Сингония миров. Относительность предопределенности (страница 7)

Страница 7

Поозиравшись, девушка подцепила пальцами ног тапочки. Подумала, не переодеться ли, и небрежно повела кистью – ей стесняться нечего!

– Проверка… – бодро объявила Лея.

Она нашарила в аптечке ивернитовый индикатор, и присвистнула – приборчик ярко светился, притухая до красноватого мерцания и разгораясь насыщенным зеленым огнем.

– Ничего себе… – растерянно пробормотала «Рожкова».

– Жить… буду? – послышался слабый голос.

Вздрогнув, Лея перевела взгляд на Ерошина. Тот лежал, дыша часто и запышливо, но смотрел на свою спасительницу с восхищением.

– Да куда ты денешься, – мельком улыбнулась девушка, ловя себя на том, что не испытывает стеснения. Груди словно раздвинули полы халатика, круглясь бесстыдно и дерзко, а ее не покидает приятное волнение… И немного кружится голова, словно от легкого хмеля…
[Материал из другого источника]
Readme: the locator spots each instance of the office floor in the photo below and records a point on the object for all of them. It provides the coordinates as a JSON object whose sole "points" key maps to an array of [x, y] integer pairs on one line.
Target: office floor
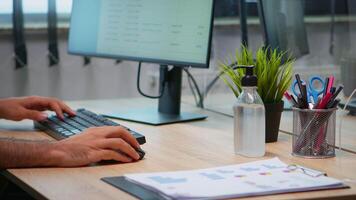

– Что со мной? – выдохнул Димон.

– Поздравляю, ты стал паранормом! – хмыкнула Лея. – Это инициализация, Дим.

– Спасибо…

– Не за что, – криво усмехнулась девушка. – Сама виновата. Не подумала и… Мы встретились – и у тебя случился дофаминовый шок!

– И я… о-чень рад… э-то-му, – серьезно сказал Ерошин, старательно выговаривая каждый слог. – О-чень…

– Дурак! – фыркнула Лея.

– Ага! – радостно согласился Димон, задыхаясь. – Знаешь… на что э-то всё по-хоже? Чи-тала «Ге-ном» Лукья-ненко?

– Читала… – сморщила носик «Рожкова». – Слишком много гадостей. М-м… Ты про метаморфоз Ким вспомнил? Как Алекс с нею возился?

– Ну! А га-дости… – облизывая запекшиеся губы, Ерошин задумался. – Знаешь, когда я по-пал к вам в «Альфу»… Это было так… Не знаю! Слов-но я уго-дил в будущее! А у нас в «Гам-ме» всё другое… «Геном» я давно чи-тал, еще на втором курсе, и меня тоже коробил изврат, но ко-гда у нас гомиков с лесбиянками признали нор-мой, когда дозволили – и даже освятили! – однополые браки…

– Нет, ну почему – у вас? – нехотя воспротивилась Лея. – В России же это запрещено!

– Ха! Зато в Евро-пе – пожалуйста! Думаешь, границы спаса-ют? Если у тебя дача рядом с клад-бищем, лучше не пей воду из колодца – туда может просочиться трупный яд!

Кивая, девушка обхватила пальцами мужское запястье – пульс учащенный, но ровный.

– Встать можешь?

Смущенно кряхтя, мужчина оперся локтями, подтянул колени, перевалился набок, и сел.

– Ух, как меня… – пробормотал он.

– Ступай в ванную, – велела Лея, чувствуя, как темная волна вздымается внутри, силясь подчинить душу. – Вымойся хорошенько, а трусы – в стирку…

– Слушаюсь и повинуюсь…

Шатаясь, Димон скрылся за узкой дверцей санузла, а Лея прислонилась к стене и дернула губами – лишь сейчас она поняла, что происходит с нею самой. Дофаминовый шок.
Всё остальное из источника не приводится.